Cet arrêté intervient suite au contentieux qui oppose la Banque d’Angleterre à l’administration vénézuélienne, qui souffre déjà des mesures de rétorsion américaines qui entravent presque complètement l’accès aux marchés financiers. En janvier, le président de la BCV, Calixto Ortega, et le ministre de l’Économie, Simon Zerpa, s’étaient rendus à Londres pour demander la restitution de l’or. Refus catégorique. Pourtant, pour faire face au Covid-19, et suite aux refus de prêts du Fonds monétaire international, Caracas avait tenté la triangulation en formulant une demande de transfert de 930 millions d’euros des réserves d’or vers un fonds des Nations unies. Il entendait ainsi parer aux accusations de pillage des ressources. Après une nouvelle fin de non-recevoir, Caracas intente une action en justice.

Éviter de voir l’or national détourné par la droite


La décision britannique, susceptible de faire jurisprudence, pourrait également servir à solder le litige qui oppose la Deutsche Bank et Citibank au gouvernement vénézuélien. En 2019, les banques allemande et américaine avaient pris le contrôle d’environ 1,2 milliard d’euros suite au non-remboursement des fonds empruntés via un « swap or », une opération financière où le précieux métal sert de garantie à un prêt. Le conseil d’administration de la Banque centrale du Venezuela, nommé par le gouvernement légal, a déclaré qu’il ferait appel de la décision britannique afin d’éviter de voir l’or national détourné par la droite.

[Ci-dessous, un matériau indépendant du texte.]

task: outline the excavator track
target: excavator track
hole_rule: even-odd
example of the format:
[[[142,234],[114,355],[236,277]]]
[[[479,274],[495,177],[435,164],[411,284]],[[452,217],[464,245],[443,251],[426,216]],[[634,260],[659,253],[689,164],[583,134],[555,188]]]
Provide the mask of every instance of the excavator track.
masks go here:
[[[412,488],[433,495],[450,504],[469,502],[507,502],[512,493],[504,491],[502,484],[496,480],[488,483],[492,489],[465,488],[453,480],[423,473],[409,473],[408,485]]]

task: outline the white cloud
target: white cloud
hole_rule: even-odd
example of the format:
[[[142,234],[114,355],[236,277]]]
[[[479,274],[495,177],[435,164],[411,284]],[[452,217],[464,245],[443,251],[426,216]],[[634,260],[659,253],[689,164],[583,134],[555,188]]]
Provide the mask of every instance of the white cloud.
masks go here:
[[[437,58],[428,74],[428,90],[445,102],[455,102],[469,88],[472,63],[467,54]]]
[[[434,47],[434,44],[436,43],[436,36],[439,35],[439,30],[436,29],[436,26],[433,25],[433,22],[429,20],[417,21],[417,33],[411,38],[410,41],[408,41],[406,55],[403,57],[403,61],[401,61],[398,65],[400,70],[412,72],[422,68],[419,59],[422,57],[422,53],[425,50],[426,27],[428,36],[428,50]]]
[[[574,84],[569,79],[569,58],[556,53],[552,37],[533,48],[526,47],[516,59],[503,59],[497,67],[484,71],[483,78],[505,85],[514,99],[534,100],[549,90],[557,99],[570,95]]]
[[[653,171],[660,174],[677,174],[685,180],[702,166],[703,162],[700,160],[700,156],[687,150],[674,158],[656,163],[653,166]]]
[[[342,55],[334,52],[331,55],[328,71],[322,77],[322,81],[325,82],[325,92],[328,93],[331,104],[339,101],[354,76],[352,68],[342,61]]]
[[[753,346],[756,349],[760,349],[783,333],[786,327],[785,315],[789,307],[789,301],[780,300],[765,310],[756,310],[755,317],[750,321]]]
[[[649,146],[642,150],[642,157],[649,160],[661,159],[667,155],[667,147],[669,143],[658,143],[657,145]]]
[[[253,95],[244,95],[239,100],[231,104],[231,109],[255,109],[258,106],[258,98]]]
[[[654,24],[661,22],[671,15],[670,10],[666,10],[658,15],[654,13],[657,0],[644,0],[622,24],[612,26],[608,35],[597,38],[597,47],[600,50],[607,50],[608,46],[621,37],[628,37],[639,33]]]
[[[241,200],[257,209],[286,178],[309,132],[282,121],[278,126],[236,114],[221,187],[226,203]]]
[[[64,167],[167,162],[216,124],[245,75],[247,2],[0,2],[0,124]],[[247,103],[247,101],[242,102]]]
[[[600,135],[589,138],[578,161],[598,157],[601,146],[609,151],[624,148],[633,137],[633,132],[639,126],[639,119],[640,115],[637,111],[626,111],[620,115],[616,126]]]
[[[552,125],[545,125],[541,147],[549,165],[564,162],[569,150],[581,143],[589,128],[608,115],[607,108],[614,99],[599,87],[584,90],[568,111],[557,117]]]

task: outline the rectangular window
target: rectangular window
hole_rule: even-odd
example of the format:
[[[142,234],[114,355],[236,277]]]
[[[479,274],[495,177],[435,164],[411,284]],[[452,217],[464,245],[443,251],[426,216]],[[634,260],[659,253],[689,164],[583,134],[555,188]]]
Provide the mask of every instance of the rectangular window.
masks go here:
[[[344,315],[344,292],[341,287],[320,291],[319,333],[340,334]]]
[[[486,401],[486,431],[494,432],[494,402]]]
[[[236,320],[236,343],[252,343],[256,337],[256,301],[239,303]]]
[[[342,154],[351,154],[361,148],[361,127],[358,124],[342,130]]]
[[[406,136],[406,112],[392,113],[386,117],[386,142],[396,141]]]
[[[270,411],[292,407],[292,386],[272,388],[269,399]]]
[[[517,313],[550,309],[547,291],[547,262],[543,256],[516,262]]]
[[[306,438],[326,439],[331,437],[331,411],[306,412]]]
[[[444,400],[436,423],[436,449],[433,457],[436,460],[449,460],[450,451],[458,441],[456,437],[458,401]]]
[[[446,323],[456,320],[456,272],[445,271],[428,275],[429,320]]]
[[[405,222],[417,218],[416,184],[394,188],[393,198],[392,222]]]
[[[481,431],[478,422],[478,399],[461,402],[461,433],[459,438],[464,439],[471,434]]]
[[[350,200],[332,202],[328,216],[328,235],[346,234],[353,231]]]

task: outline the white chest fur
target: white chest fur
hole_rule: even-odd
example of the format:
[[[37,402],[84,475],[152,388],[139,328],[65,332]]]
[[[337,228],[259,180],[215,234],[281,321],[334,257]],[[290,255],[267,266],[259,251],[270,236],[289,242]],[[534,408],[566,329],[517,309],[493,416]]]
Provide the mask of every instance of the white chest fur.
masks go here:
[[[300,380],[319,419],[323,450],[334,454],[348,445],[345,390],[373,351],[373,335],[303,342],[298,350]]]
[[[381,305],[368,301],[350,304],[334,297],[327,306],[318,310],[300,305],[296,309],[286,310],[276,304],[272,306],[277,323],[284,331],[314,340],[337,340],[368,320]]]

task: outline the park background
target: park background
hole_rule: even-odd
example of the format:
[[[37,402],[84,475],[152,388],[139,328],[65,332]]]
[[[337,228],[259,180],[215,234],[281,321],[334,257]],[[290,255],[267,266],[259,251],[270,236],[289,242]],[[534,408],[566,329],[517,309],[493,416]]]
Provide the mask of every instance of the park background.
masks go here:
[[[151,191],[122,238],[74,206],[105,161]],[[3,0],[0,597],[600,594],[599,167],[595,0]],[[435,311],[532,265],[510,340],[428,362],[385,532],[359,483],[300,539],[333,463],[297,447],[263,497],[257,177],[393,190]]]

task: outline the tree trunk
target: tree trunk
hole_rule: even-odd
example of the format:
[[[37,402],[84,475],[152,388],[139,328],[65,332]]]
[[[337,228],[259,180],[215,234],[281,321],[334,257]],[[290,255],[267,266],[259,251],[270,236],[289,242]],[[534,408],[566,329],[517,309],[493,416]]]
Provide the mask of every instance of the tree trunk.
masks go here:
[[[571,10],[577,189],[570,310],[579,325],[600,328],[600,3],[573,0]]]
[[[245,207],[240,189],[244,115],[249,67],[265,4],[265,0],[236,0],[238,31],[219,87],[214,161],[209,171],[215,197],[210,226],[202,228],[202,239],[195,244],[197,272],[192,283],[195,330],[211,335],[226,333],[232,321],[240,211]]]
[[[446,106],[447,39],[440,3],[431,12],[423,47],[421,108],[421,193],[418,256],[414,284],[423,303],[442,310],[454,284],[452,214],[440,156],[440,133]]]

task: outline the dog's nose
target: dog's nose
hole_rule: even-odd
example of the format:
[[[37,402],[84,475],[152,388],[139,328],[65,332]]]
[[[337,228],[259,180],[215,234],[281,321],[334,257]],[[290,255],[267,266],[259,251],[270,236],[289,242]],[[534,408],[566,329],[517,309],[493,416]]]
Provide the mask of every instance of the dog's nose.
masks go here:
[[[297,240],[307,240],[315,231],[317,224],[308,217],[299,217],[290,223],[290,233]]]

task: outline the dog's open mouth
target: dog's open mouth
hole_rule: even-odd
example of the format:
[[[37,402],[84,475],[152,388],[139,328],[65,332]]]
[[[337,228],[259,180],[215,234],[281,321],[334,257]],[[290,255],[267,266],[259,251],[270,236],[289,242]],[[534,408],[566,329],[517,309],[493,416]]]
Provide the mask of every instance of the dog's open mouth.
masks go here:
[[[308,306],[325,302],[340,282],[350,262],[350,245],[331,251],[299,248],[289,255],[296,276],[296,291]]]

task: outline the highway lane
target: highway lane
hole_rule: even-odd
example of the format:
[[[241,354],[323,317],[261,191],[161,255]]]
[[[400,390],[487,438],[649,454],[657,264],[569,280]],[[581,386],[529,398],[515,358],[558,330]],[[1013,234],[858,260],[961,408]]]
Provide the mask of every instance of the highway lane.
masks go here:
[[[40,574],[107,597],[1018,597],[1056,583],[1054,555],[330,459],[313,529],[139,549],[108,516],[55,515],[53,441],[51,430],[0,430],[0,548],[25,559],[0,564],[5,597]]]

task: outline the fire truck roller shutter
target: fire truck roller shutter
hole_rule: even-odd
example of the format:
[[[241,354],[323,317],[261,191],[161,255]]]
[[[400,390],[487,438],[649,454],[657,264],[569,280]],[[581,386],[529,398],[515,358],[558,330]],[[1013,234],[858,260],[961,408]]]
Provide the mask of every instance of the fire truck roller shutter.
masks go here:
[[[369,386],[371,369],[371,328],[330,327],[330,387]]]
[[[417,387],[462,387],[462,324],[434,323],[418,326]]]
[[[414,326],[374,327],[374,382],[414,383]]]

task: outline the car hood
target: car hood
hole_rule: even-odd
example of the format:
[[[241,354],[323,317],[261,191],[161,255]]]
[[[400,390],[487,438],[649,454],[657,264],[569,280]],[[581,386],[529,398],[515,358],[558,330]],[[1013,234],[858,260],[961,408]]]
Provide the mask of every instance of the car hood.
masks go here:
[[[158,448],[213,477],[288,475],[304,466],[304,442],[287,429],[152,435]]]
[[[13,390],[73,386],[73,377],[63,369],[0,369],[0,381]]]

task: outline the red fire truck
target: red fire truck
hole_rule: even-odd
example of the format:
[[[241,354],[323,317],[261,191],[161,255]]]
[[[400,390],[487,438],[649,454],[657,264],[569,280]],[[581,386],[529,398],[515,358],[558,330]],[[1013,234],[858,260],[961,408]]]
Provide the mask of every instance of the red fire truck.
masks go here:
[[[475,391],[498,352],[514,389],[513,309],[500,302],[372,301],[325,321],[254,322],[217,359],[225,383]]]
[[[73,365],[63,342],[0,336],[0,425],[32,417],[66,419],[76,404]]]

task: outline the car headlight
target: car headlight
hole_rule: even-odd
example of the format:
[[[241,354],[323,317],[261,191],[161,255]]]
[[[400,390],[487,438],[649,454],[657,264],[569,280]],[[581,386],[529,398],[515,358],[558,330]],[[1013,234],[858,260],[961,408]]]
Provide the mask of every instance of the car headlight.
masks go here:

L’accès aux actifs à l’étranger est une bataille de longue date. En janvier 2019, Juan Guaido annonçait prendre le contrôle des titres dont dispose la République hors de ses frontières avec le soutien d’une quarantaine de pays afin, disait-il, d’«empêcher qu’au moment de sa sortie (…) l’usurpateur et sa bande (le pouvoir légal – NDLR) cherchent à “gratter les fonds de tiroir” ». Dans la foulée, Washington annonçait de nouvelles sanctions contre la compagnie pétrolière nationale PDVSA, accusée par le Trésor américain d’être un « véhicule de corruption ». Si la transparence fait défaut, le camp Guaido n’est pas exempt de critiques, alors que des soupçons de corruption pèsent sur neuf députés proches de Juan Guaido. Ces derniers seraient intervenus en faveur d’un chef d’entreprise colombien lié à une affaire de blanchiment d’argent dans le programme « Clap », créé par le gouvernement de Nicolas Maduro pour fournir de la nourriture à bas prix aux plus pauvres. Un scandale qui avait prouvé, s’il en était encore besoin, que les préoccupations de l’opposition étaient tout sauf humanitaires. Juan Guaido, lui-même, est mis en cause dans ses déclarations de patrimoine et pour 91 voyages hors des frontières vénézuéliennes réalisés grâce à des fonds étrangers.